今回紹介する作品は難波田龍起先生のアトリエに飾られていたザオ・ウーキーの銅版画です。黒の中にうっすらと浮かぶ青、中国水墨画の伝統に根ざした、東洋と西洋の美意識が融合したザオ・ウーキーの叙情的抽象の世界が難波田先生の心を捉えたのでしょうか。

ここ数年、ザオ・ウーキー(趙無極)の評価は高騰しており、オークションで銅版画が100万円を超すことも珍しくありません。
宗王朝にまでさかのぼる北京の名門の家系に生まれたザオ・ウーキーは杭州の国立美術学校に学び、1948年にパリに移住。翌年には早くも個展をひらき“中国のボナール”と評され大成功を収めます。アンフォルメル(非定形絵画)運動の渦中に身を投じながら、次第に独自の画風を成熟させます。ヨーロッパ各地を旅し、古典から現代美術に至るまで貪欲に吸収していった彼は「パリの影響が私の技術形成すべてに及んでいることを否定できなくとも、私の個性が確立されるにしたがって、次第に中国を再発見した」と語っています。
1964年、ウーキーの最大の支持者アンドレ・マルローの助力でフランス国籍を取得し、83年には故国北京で個展を開催。日本にもしばしば訪れており、箱根・彫刻の森美術館に「アンドレ・マルローに捧ぐ」(1976)が収蔵されています。

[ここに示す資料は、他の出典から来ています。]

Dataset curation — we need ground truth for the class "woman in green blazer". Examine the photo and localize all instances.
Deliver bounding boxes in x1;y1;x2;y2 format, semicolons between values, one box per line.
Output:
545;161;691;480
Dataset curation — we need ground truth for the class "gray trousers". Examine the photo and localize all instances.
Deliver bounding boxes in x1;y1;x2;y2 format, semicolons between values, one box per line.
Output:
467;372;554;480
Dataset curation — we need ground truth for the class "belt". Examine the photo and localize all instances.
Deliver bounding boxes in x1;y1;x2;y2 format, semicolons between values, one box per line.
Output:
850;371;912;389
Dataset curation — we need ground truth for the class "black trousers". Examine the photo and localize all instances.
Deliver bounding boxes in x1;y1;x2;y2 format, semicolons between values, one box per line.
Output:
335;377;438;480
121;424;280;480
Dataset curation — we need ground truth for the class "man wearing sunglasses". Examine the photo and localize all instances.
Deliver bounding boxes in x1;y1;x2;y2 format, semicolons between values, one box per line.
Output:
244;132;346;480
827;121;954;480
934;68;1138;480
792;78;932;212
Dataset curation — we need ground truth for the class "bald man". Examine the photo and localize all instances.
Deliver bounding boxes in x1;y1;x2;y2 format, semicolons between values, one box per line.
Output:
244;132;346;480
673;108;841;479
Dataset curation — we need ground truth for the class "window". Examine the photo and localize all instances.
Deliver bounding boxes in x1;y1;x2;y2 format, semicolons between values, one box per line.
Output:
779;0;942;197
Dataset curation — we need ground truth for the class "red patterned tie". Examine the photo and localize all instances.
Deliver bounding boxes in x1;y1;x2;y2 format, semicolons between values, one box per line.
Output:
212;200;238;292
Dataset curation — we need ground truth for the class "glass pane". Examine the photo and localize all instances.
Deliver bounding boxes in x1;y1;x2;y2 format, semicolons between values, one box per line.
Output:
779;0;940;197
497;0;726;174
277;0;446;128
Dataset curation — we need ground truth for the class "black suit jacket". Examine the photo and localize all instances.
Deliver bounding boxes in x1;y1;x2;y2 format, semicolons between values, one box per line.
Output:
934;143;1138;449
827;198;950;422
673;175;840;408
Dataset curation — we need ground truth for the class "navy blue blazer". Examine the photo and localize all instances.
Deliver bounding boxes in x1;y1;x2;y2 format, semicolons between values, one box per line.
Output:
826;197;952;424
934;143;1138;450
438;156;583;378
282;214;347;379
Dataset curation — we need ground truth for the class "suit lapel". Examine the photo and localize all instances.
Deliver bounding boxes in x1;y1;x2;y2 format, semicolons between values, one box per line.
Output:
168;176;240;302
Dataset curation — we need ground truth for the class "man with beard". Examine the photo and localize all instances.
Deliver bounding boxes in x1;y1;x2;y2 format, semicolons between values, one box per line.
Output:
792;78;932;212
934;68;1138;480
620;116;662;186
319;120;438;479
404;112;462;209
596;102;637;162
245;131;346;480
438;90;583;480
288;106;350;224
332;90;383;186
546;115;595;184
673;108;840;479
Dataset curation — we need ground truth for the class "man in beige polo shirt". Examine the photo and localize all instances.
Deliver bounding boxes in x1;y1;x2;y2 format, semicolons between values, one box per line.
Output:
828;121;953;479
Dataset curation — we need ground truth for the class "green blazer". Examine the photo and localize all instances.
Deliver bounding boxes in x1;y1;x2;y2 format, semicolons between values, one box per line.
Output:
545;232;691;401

■ザオ・ウーキー Zao Wou-ki 趙無極(1921-2013)
1921年北京に生まれる。宋朝の王族の血を引く名家であり、高い教養を学べる環境に育つ。1941年出身校である杭州美術学校の講師となり、作品展を開く。1948年渡仏しアカデミー・グラン・ショミエールに通う。詩人のアンリ・ミショーや、画家ジョルジュ・マチウ、ピエール・スーラージュらと交流する。その頃パウル・クレーを知り、その記号的な題材の扱い方を模倣しながら、クレーが中国美術に目を向けていたことに注目。このことがザオ自身の出自を再確認するきっかけになる。1957年にアメリカを旅行し、フランツ・クライン、マーク・ロスコらアメリカ抽象表現主義の作家たちと知り合い影響を受ける。1960年代は中国の書を思わせる不定形が画面に立ち現れ、やがて動的なブラッシュワークが画面全体に広がる作風を展開する。さらに1980年代以降は色彩を空間に解き放つような画面に転換し、中国山水画や抽象表現主義を融合するかのような作品を制作した。